Varric grins. “Which is why I sent you a second copy,” he says, chuckling as he pours himself some more ale. “One without the cover art. Did you like it?” 

Hawke chuckles, a mischievous light sparking in her bright blue eyes that calls to mind late Wicked Grace nights in the Hanged Man. 

“I particularly liked the sex scenes,” she drawls, nudging him with the toe of her boot. “Very detailed. However did you get them so right?” 

Varric just raises his brows and shrugs. “Just an eye for details,” he says, scratching idly at his bared chest. “And knowing just the right kind of alcohol to get your partner’s tongue to loosen.” 

Hawke laughs at that, the warm burn of alcohol loosening her limbs and she sprawls once more in her chair. 

“Remember the day we were hunting those slavers on the Wounded Coast and you and Isabela began drafting a particular raunchy sex scene?” She pops a nut between her lips and chuckles. “I thought Fenris was going to have an apoplectic fit right there. Or throw himself into the Sea.” 

Varric grins into his beer. “He turned so red I thought his tattoos were glowing. Poor kid. Hear he and Bela are wreaking havoc up the coastline, taking down slave ships headed for the Imperium.” 

Hawke nods and pats one of her belt pouches. “Bela writes sometimes,” she says, her voice pitched low and she glances around the mostly empty tavern. Their pirate friend was wanted in several Free Marches ports and the bounty on her head in Tevinter had grown so high, most had doubts the Imperium would even be able to pay it. Still, talking about the Captain of the Siren’s Call in mixed company could call to question some of Hawke’s loyalties. 

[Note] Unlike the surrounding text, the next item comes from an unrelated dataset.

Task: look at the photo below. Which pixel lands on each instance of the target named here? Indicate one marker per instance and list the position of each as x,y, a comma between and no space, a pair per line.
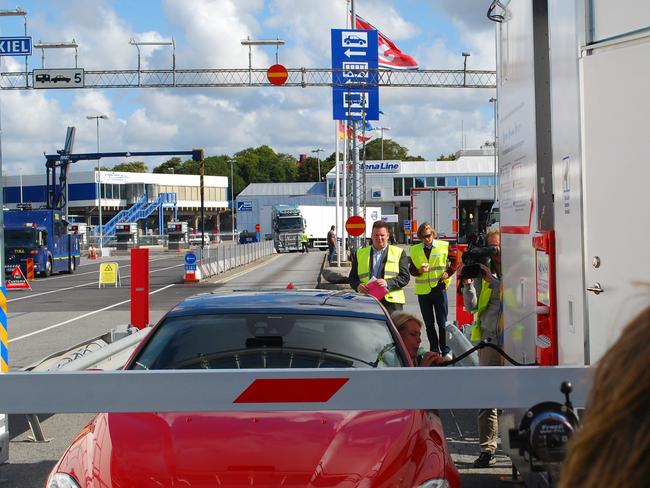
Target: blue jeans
330,253
434,307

Not that that had ever stopped her or her companions in the past. 

She chuckles. “She says Fenris has grown quite fond of the hat she bought him the last time they went to Rivain.” 

“That’d be a sight to see,” Varric snorts. “Broody in a big hat.” 

Hawke shakes her head. Then sighs. 

“I miss them, sometimes,” she murmurs, hunching her shoulders over her still full ale cup. “Especially being here and seeing you and the Inquisitor. It’s...well, it’s bittersweet.” 

Varric sighs. 

“Kirkwall was a mess, Hawke,” he says, reaching out to pat her hands. “But it was our mess, wasn’t it?” 

“Yeah,” she sniffs. She takes a deep breath and rolls her shoulders. “Aveline told me to tell you that you still owe her 20 sovereigns from our last Wicked Grace night, by the way. She said if I didn’t come back with your gold, she’d come here herself and box your ears.”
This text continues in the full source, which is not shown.